A. B-R.: C’est plus une dénonciation de ce que le langage apporterait en termes de décisions que sur la forme même du langage?

T. D-O: Oui.

B. G.: Sur cette question relative à la façon dont le débat est amené dans l’espace public, les médias jouent un rôle important. Quel est et quel a été leur rôle dans le traitement des débats entourant la question des accommodements raisonnables et de la Commission Bouchard-Taylor?

T. D-O.: Je pense que dans une certaine mesure les médias ont été plus importants que la Commission elle-même. Le fait qu’ils aient présenté des faits anodins qui ont défrayé la chronique. Les médias ont aussi joué un rôle important avec les éditoriaux qui présentent des positions individuelles en s’appuyant encore une fois sur la dichotomie «hôte» et «étranger», ce qui a contribué à amplifier la peur de l’autre et l’idée qu’on se sent menacés.

B. G: Quel est selon vous le rôle du chercheur sur de tels enjeux de société? Quel rôle assignez-vous à la recherche eut égard à vos revendications politiques?

T. D-O.: Un des rôles du chercheur est de prendre position. Et c’est ce que nous avons fait en agissant dans l’espace public sur un dossier. Je pense en même temps que nous avons fait un effort de vulgarisation. Ce n’est parfois pas évident de rendre ces questions accessibles et c’est une question importante à nos yeux. Un des éléments importants de nos recherches est de chercher à mettre en évidence le point de vue de l’autre, et non pas simplement les conditions de l’homme blanc hétérosexuel.
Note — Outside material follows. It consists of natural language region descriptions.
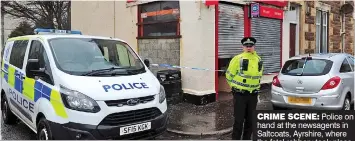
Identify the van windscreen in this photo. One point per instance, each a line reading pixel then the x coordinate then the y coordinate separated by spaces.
pixel 307 67
pixel 79 56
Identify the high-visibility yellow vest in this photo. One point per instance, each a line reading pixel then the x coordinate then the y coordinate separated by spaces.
pixel 247 78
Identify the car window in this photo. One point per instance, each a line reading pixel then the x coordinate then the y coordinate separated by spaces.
pixel 37 51
pixel 345 67
pixel 312 67
pixel 18 53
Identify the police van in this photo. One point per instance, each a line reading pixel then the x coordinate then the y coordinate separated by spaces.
pixel 65 85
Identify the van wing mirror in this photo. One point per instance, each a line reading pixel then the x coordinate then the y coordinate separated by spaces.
pixel 147 63
pixel 33 68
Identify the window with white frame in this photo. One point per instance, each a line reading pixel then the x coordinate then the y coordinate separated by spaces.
pixel 321 32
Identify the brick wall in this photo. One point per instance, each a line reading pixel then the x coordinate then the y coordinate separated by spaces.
pixel 160 51
pixel 334 38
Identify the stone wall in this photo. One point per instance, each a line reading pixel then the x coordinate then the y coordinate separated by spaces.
pixel 334 38
pixel 160 51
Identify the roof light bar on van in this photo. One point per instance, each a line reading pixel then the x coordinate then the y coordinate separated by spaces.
pixel 55 31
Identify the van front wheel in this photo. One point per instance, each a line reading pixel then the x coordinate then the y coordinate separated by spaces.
pixel 7 116
pixel 44 131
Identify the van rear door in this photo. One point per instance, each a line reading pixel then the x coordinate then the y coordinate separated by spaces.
pixel 14 72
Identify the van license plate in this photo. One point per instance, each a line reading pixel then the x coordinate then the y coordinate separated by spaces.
pixel 300 100
pixel 135 128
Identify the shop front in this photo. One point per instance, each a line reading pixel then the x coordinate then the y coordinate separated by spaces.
pixel 266 27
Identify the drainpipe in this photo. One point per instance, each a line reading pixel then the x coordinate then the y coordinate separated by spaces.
pixel 343 30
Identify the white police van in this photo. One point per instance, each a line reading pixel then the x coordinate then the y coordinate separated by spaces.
pixel 64 85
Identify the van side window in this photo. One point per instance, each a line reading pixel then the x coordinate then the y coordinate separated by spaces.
pixel 18 53
pixel 37 51
pixel 345 66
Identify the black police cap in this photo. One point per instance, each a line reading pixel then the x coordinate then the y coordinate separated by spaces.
pixel 248 41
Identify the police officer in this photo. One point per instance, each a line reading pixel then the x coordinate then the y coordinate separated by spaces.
pixel 243 76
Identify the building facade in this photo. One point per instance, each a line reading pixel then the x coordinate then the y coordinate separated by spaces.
pixel 207 34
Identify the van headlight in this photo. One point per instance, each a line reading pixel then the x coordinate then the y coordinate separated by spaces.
pixel 78 101
pixel 161 94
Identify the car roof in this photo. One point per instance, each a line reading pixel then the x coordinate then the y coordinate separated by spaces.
pixel 52 36
pixel 328 56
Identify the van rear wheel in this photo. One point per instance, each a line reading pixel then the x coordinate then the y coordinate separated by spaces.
pixel 44 131
pixel 7 116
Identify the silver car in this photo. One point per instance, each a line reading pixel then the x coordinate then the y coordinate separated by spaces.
pixel 315 81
Je pense que les chercheurs devraient toujours avoir ce point de vue là.

B. G.: Selon vous le chercheur a le devoir de faire le lien entre les recherches qu’il a menées et les revendications politiques?

T. D-O.: Il y a des champs de recherche qui ne s’y prêtent pas. Mais le féminisme est à la base une revendication politique. On peut difficilement être féministe et ne pas prendre place dans l’espace public pour énoncer ses positions. Il y a une certaine responsabilité à faire ce lien. Mais il faut faire attention de ne pas juger des chercheurs dont on pense qu’ils devraient prendre une place plus importante dans l’espace public. Parfois, le simple fait de faire des recherches avec une analyse différente et de les diffuser est…
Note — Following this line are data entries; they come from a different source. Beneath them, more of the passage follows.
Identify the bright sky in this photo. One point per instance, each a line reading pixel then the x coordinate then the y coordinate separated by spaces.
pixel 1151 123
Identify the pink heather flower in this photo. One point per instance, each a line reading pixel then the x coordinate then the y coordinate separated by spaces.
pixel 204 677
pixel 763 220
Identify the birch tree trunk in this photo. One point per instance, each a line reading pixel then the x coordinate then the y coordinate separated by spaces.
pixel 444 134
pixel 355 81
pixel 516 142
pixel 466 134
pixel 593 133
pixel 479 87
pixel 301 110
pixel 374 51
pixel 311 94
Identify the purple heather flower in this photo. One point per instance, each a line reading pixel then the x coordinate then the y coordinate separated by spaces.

B.G.: est en soi un acte politique.

T. D-O.: Exactement.

A. B-R.: Vous ne concevez pas le féminisme tel qu’on le voit généralement, comme un militantisme, trop actif peut-être, dans cet espace public?

T. D-O.: Ça dépend. La façon dont le féminisme est articulé actuellement diffère de celui des années 1970. Je ne pense pas que le féminisme aujourd’hui soit moins politique qu’avant, il l’est juste de manière différente. Il y a moins de revendications dans la rue mais cela ne veut pas dire qu’il y a moins de présence dans le politique. «Le féminisme est mort» est un peu facile. Il n’est pas mort mais la façon dont il se vit pour les militants-militantes est différente.